I wrote back saying that if any brother of
mine went around blowing people up, and chopping off the heads of innocent
people, I would want him locked up and tried for murder. No society anywhere
advocates negotiations with known killers, whatever their stated motives.
This exchange goes to the heart of the muddled
thinking that has thus far characterised our response to the Taliban threat.
TV channels are full of so-called religious scholars and conservative pundits
who have tried to justify the deal, assuring us that it would bring peace
to Swat. While the gullible might buy this line, I paid more attention to
a recent statement by Muslim Khan, the Swat Taliban spokesman. He is quoted
as saying that "Muslims should take up arms instead of laying them down".
Thus, he has already broken a key provision of the deal that called for the
militants to disarm.
Asif Zardari has declared that the deal brings
Islamic justice, and not the Sharia, to Swat. Tell that to the women who can
no longer leave their homes without their husband's permission and to the
thousands of young girls deprived of an education. And just to remind the
government who's in charge, Maulana Sufi Mohammed has declared that under
the deal, those militants who terrorised Swat during their year-long campaign,
cannot be tried for the murders and other atrocities they committed. So much
for swift justice.
Over the last year, as the Taliban have edged
closer to seizing control of the state, the country's rulers have been indulging
in irrelevant power plays. First it was about the reinstatement of the chief
justice; then it was the Punjab government being sacked; and now the government
and the opposition are squabbling over the implementation of the Charter of
Democracy. Meanwhile, Gen Kayani is travelling the globe instead of seeing
to the country's defence.
And as the economy falters and stalls, the
rest of the world is being asked to rescue us yet again. We are telling the
Americans that we will not accept any strings to their assistance, while the
Friends of Pakistan are being told that the country will collapse without
a bailout. In some ways, we are holding a begging bowl in one hand, and a
raised middle finger in the other. If we had a third hand, it would be holding
a gun to our head. In fact, this is now our preferred negotiation mode.

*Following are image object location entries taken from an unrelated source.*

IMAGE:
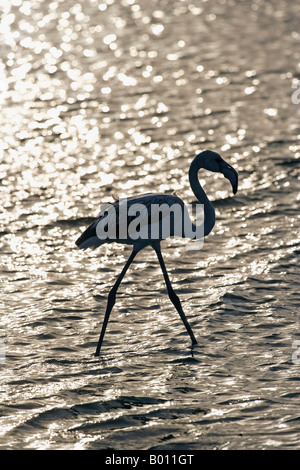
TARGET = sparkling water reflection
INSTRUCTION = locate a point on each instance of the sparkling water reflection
(105, 98)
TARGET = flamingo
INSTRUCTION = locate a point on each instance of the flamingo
(208, 160)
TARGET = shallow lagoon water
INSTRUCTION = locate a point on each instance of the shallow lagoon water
(114, 99)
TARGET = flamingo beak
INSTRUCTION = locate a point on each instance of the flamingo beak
(230, 173)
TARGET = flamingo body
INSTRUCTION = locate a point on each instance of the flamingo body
(148, 204)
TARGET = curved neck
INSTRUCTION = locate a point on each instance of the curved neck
(209, 212)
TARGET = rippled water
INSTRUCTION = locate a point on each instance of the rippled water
(104, 98)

It would help a lot if the government had
a coherent plan to combat the militant menace. In fact, Pakistanis as well
as the international community would welcome some sign that somebody in the
government is doing some serious thinking. So far, we have been fed with clichés
and idiotic waffle. Perhaps this absence of any sensible policy is even scarier
than the continuing inaction. It seems the government is sleepwalking its
way to disaster, with our leaders more interested in scoring political points
than doing their duty, and fighting the Taliban threat.
We have been told that somehow, the government
will separate the 'moderate' Taliban from the really bad guys and talk to
the former, while using force against the latter. I wonder if the abandoned
and terrorised people of Swat can tell the difference.